How dare she do this to him.
"No," he says, the word running up from his lungs and throat and swan-diving off his lips, hard and harsh, and oh God, are those tears in her eyes? "No, he's not better. Chloe, please – let him go. Release his soul."
She closes her eyes and tries. He can tell that she tries, just like he can tell it isn't working. She opens her eyes long moments later. "I can't remember how," she says, miserably. "I can't make it go away."
He moves forward then, ignoring the stench, and holds her close, holds her shoulders, presses his head down against hers. "You can," he says, and tries to believe it. "Just – push. Let the spirit go."

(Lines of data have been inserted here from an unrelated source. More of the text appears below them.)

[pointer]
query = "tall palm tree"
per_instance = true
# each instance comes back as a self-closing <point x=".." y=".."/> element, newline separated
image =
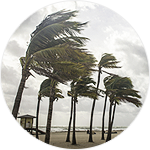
<point x="120" y="89"/>
<point x="107" y="61"/>
<point x="53" y="31"/>
<point x="80" y="87"/>
<point x="44" y="92"/>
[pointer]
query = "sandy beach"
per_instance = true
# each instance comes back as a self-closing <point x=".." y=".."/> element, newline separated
<point x="58" y="139"/>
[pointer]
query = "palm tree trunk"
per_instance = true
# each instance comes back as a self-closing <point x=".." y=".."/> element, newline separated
<point x="109" y="124"/>
<point x="19" y="95"/>
<point x="49" y="117"/>
<point x="37" y="116"/>
<point x="112" y="120"/>
<point x="69" y="127"/>
<point x="93" y="107"/>
<point x="74" y="120"/>
<point x="103" y="119"/>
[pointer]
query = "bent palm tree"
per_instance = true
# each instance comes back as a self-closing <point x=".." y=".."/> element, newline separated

The parrot clicks its beak again, an aborted word, then runs the beak through Chloe's hair, preening her, grooming her. Derek wants to kill it. She closes her eyes again, and breathes, a long, slow exhalation that stirs his shirt against his chest and tickles his throat. The bird collapses from her shoulder, clattering and smashing on the floor, the skull separating from the body, held near it by a single long suffering tendon. It reeks even worse than before and, sighing, Derek gets a garbage bag and some paper towels to clean it up.
Chloe stumbles away, collapses into a chair, holds her face in her hands, every so often peeking through her fingers like a child afraid to be seen.
It's hard for him to believe that this is only the beginning of the end, and that it'll get worse from here.